'Dear dear Great Expeditions'
Exhibition curator Carly Collier uncovers the royal couple's secret Highland wanderlust
Arriving home at Balmoral Castle just after 8pm on an autumnal October evening in 1861, Queen Victoria wrote a detailed account in her diary of the adventure she, her husband Prince Albert, their daughter Princess Alice and her fiancée Prince Louis of Hesse had just undertaken. Leaving Balmoral the previous morning, they had embarked on an expedition of over 100 miles (160km), travelling through ‘that beautiful Glen Feshie’ on their ponies. After an overnight stay at the Dalwhinnie Inn the royal group travelled south to Loch Garry and on to Blair Castle, where Victoria and Albert had spent three very happy weeks seventeen years before, during their second visit to Scotland.
The watercolour shown depicts a moment on their journey in 1861 from Blair Castle back to Balmoral when, accompanied by the Duke of Atholl and his men, the party splashed through, in Victoria’s words, ‘the celebrated Ford of the Tarff … which is very deep & after heavy rain almost impassable … the current, from the fine high falls, is very strong … [crossing] it was quite exciting’. The queen’s record of the trip ended on a tired but happy note: ‘This was the pleasantest & most enjoyable expedition I ever took & the recollection of which will ever be most agreeable & increase my wish to make more’.

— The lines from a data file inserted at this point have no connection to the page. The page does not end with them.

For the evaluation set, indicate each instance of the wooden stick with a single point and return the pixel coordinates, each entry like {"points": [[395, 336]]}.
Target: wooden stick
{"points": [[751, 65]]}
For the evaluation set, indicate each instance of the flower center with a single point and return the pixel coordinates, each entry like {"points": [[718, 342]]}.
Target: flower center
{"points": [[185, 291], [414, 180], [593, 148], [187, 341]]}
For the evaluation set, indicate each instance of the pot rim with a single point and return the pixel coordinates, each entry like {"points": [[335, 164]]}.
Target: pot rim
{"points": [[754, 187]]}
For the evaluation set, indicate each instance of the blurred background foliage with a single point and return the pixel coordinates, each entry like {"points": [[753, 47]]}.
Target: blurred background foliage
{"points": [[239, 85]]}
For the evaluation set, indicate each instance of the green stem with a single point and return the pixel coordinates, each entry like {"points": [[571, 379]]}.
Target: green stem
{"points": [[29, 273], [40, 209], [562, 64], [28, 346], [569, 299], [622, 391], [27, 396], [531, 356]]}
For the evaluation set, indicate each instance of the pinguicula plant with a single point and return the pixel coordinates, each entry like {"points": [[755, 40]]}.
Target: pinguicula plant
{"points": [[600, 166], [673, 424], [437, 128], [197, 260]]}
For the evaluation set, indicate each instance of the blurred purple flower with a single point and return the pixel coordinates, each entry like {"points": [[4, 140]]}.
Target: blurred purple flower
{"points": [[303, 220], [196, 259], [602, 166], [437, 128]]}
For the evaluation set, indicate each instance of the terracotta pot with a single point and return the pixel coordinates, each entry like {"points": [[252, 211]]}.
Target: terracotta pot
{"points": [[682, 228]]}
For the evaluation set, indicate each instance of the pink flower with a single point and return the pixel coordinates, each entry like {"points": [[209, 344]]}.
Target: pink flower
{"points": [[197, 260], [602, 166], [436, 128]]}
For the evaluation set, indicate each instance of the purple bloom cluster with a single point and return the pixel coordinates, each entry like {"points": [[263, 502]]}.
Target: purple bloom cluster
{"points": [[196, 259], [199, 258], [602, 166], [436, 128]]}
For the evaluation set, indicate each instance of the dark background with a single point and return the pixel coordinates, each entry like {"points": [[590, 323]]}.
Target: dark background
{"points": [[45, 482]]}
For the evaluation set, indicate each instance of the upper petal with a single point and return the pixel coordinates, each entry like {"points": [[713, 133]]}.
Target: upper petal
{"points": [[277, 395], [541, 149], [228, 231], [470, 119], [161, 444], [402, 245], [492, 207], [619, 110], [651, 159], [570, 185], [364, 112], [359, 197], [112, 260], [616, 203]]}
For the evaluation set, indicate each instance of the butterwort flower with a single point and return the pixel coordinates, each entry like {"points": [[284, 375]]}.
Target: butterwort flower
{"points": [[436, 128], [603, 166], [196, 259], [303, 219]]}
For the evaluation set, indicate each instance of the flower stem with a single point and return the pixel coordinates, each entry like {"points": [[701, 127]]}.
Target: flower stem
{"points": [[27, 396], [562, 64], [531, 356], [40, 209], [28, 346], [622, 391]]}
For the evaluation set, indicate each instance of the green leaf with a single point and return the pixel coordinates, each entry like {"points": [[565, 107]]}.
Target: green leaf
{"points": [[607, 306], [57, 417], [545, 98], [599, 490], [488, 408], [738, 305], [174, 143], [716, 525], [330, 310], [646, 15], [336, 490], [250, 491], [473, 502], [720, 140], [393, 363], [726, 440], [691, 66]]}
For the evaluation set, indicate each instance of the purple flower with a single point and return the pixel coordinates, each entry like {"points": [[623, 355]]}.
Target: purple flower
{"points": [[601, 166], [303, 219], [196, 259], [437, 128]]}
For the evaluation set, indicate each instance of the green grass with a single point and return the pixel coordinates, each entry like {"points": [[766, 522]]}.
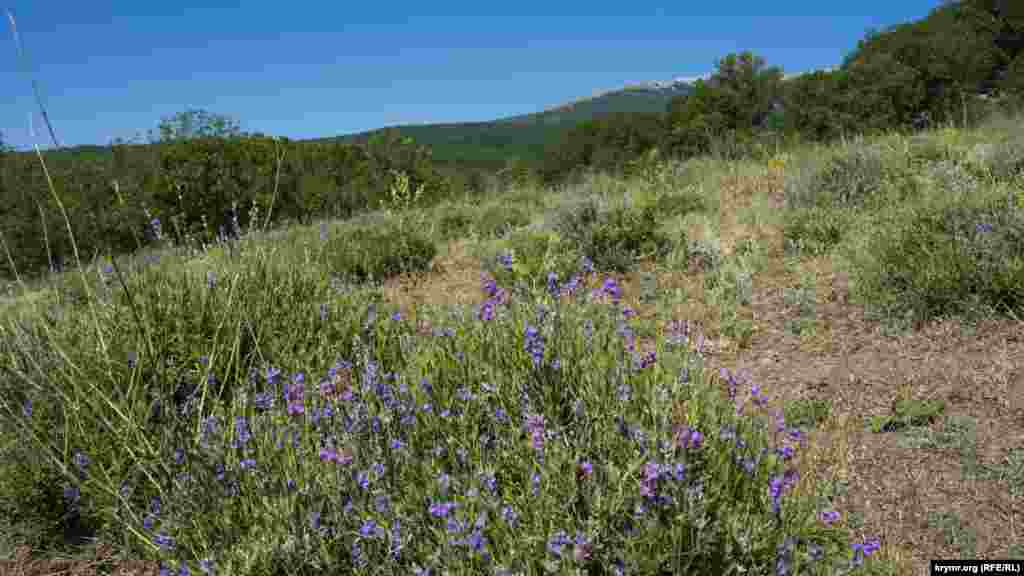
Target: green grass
{"points": [[260, 407]]}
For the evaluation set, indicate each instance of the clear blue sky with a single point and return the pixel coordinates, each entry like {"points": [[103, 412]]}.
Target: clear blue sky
{"points": [[320, 69]]}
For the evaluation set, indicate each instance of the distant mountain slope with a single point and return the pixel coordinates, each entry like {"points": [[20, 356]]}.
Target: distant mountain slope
{"points": [[491, 144], [524, 135]]}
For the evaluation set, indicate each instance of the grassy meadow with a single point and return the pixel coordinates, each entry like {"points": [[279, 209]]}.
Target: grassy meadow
{"points": [[805, 364]]}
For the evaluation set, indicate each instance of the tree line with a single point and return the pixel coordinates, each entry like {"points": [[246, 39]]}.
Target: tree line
{"points": [[201, 177]]}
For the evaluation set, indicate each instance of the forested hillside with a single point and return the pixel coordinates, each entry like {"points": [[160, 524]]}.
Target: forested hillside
{"points": [[201, 176]]}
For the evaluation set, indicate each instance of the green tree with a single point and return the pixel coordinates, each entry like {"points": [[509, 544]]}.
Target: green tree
{"points": [[197, 124]]}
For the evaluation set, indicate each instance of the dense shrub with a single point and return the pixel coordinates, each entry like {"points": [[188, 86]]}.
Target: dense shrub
{"points": [[613, 239], [499, 219], [378, 252]]}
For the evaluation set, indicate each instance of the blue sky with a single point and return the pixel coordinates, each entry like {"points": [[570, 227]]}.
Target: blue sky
{"points": [[318, 69]]}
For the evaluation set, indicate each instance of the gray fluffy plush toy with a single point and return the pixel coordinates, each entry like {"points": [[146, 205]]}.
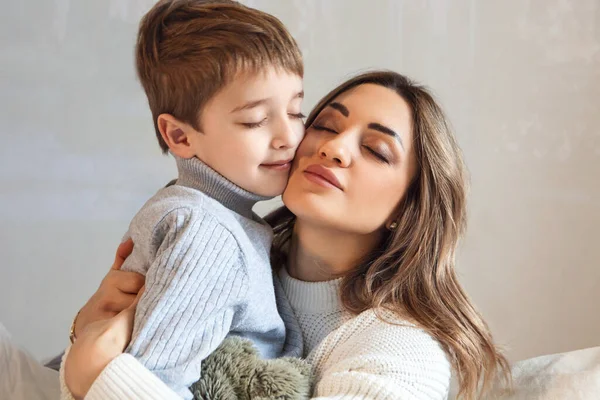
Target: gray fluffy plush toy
{"points": [[236, 372]]}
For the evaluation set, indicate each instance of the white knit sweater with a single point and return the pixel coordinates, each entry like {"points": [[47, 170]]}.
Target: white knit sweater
{"points": [[353, 357]]}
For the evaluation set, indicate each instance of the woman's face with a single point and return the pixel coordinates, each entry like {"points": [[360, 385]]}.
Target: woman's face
{"points": [[355, 162]]}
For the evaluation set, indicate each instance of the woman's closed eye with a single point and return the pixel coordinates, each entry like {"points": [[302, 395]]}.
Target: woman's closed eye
{"points": [[323, 127], [377, 154]]}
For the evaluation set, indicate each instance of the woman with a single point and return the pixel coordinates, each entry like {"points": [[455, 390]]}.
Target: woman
{"points": [[365, 249]]}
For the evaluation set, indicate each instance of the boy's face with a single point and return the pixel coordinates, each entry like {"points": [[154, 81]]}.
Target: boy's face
{"points": [[251, 129]]}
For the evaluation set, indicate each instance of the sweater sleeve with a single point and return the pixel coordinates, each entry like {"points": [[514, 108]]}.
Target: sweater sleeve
{"points": [[391, 363], [195, 286]]}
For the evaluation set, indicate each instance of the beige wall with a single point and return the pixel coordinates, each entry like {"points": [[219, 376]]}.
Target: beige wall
{"points": [[520, 81]]}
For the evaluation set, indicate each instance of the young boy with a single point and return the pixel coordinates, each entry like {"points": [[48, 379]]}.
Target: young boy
{"points": [[224, 84]]}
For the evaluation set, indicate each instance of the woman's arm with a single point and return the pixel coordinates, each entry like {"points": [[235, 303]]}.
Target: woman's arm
{"points": [[117, 291], [95, 365]]}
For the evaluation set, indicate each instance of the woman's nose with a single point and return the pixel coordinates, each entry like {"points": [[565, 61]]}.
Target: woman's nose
{"points": [[336, 151]]}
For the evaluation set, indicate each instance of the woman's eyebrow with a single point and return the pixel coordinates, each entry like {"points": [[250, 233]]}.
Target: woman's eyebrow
{"points": [[384, 129]]}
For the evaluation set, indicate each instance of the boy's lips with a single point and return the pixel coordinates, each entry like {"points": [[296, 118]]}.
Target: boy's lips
{"points": [[281, 165]]}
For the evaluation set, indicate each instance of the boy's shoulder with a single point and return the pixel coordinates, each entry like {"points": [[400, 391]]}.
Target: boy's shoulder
{"points": [[183, 202]]}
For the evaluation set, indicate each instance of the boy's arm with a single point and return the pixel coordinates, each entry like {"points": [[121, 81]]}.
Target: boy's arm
{"points": [[194, 289]]}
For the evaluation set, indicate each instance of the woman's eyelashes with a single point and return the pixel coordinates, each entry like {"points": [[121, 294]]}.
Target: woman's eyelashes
{"points": [[379, 155], [252, 125]]}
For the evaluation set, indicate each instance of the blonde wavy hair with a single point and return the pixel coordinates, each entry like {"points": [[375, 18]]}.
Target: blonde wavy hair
{"points": [[412, 272]]}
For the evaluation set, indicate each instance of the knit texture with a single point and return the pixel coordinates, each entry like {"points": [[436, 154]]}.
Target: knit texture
{"points": [[353, 357], [363, 357], [205, 256]]}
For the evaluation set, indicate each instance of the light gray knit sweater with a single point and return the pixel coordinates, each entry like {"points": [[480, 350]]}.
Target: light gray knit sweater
{"points": [[205, 255]]}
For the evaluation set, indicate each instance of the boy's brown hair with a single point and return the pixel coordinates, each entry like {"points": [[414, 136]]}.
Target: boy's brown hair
{"points": [[187, 50]]}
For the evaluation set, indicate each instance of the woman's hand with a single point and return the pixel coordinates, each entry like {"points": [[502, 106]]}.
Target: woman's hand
{"points": [[96, 346], [117, 291]]}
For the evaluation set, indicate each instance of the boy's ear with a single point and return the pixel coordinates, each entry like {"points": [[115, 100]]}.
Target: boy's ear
{"points": [[177, 135]]}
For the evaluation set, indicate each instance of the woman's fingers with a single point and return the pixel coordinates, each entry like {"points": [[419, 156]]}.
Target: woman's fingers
{"points": [[119, 302], [123, 251], [127, 282], [122, 323]]}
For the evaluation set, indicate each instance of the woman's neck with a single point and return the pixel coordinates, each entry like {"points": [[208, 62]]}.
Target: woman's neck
{"points": [[319, 254]]}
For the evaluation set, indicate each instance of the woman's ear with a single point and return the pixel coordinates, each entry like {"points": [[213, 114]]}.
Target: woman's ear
{"points": [[177, 135]]}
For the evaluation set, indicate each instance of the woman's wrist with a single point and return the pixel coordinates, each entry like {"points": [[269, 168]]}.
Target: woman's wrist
{"points": [[72, 334]]}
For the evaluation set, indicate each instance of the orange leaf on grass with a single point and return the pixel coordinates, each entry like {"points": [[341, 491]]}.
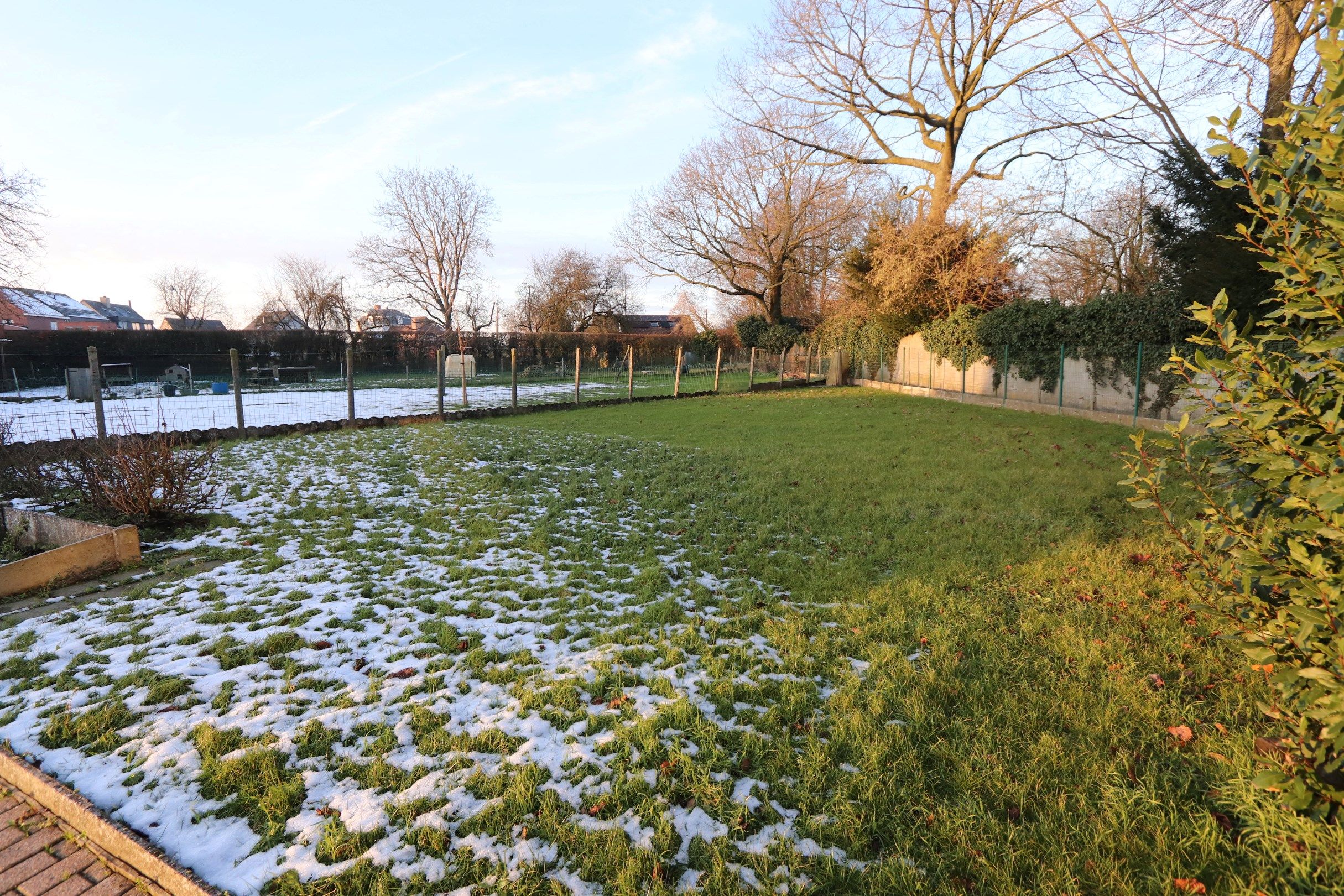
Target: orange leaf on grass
{"points": [[1180, 732]]}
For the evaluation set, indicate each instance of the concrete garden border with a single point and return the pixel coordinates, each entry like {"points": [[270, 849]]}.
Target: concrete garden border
{"points": [[82, 550]]}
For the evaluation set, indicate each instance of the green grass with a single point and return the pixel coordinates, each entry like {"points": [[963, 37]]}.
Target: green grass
{"points": [[935, 634], [1058, 648]]}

The adventure just described was the third of Victoria and Albert’s ‘Great Expeditions’. Beginning in the autumn of 1860, the couple made these excursions to scenic spots in the Highlands, some of which, as was the case at Dalwhinnie, included an overnight stay at a local inn. Victoria and Albert were, of course, used to opulence and luxury, but the queen praised the ‘nice & cheerful’ Ramsay Arms at Fetticairn, depicted here, where they stayed during the second Great Expedition on 20 September 1861. For Victoria and Albert, these experiences were a very rare taste of something approaching a ‘normal’ life. They travelled largely incognito, adopting pseudonyms such as ‘Lord and Lady Churchill’, and Victoria clearly relished the subterfuge, as her diary entries for the trips are full of her delight at hearing of ‘vague suspicions & rumours’ and the close calls when they got away without their true identities being discovered. In Fetticairn, for example, they enjoyed the freedom of a moonlit walk through the village.
A day expedition to Carn Lochan for a picnic on a beautiful day – ‘not a cloud in the bright blue sky, perfectly calm’, enthused the queen – was to form the unexpected end to these short episodes of freedom and exploration. In the third watercolour, Albert leads his wife’s pony, gesturing at the magnificent view, with Prince Louis alongside Princess Alice and her younger sister Princess Helena, allowed to accompany her parents for the first time, at the rear of the procession. Before they left Albert, perhaps with a strange prescience, ‘scribbled on a bit of paper, that we had lunched at this spot. It was put into a seltzer bottle & stuck into the ground.’
Her husband’s unforeseen death on 14 December 1861, at the age of 42, altered Queen Victoria’s life irrevocably. In her early widowhood she sought to perpetuate Albert’s memory and record special memories – the watercolours here were part of a series painted 1862-63 by Richard Principal Leitch, an artist who was close to the royal family thanks to his father’s long-standing employment as Victoria’s watercolour tutor. Looking at these visual reconstructions of some of the happiest moments the queen spent with her beloved Albert gave her comfort in her grief. As Leitch’s father William Leighton Leitch noted on his first visit to Balmoral after the prince’s death – ‘the whole place is changed … all is gone with him who was the life and soul of it all’.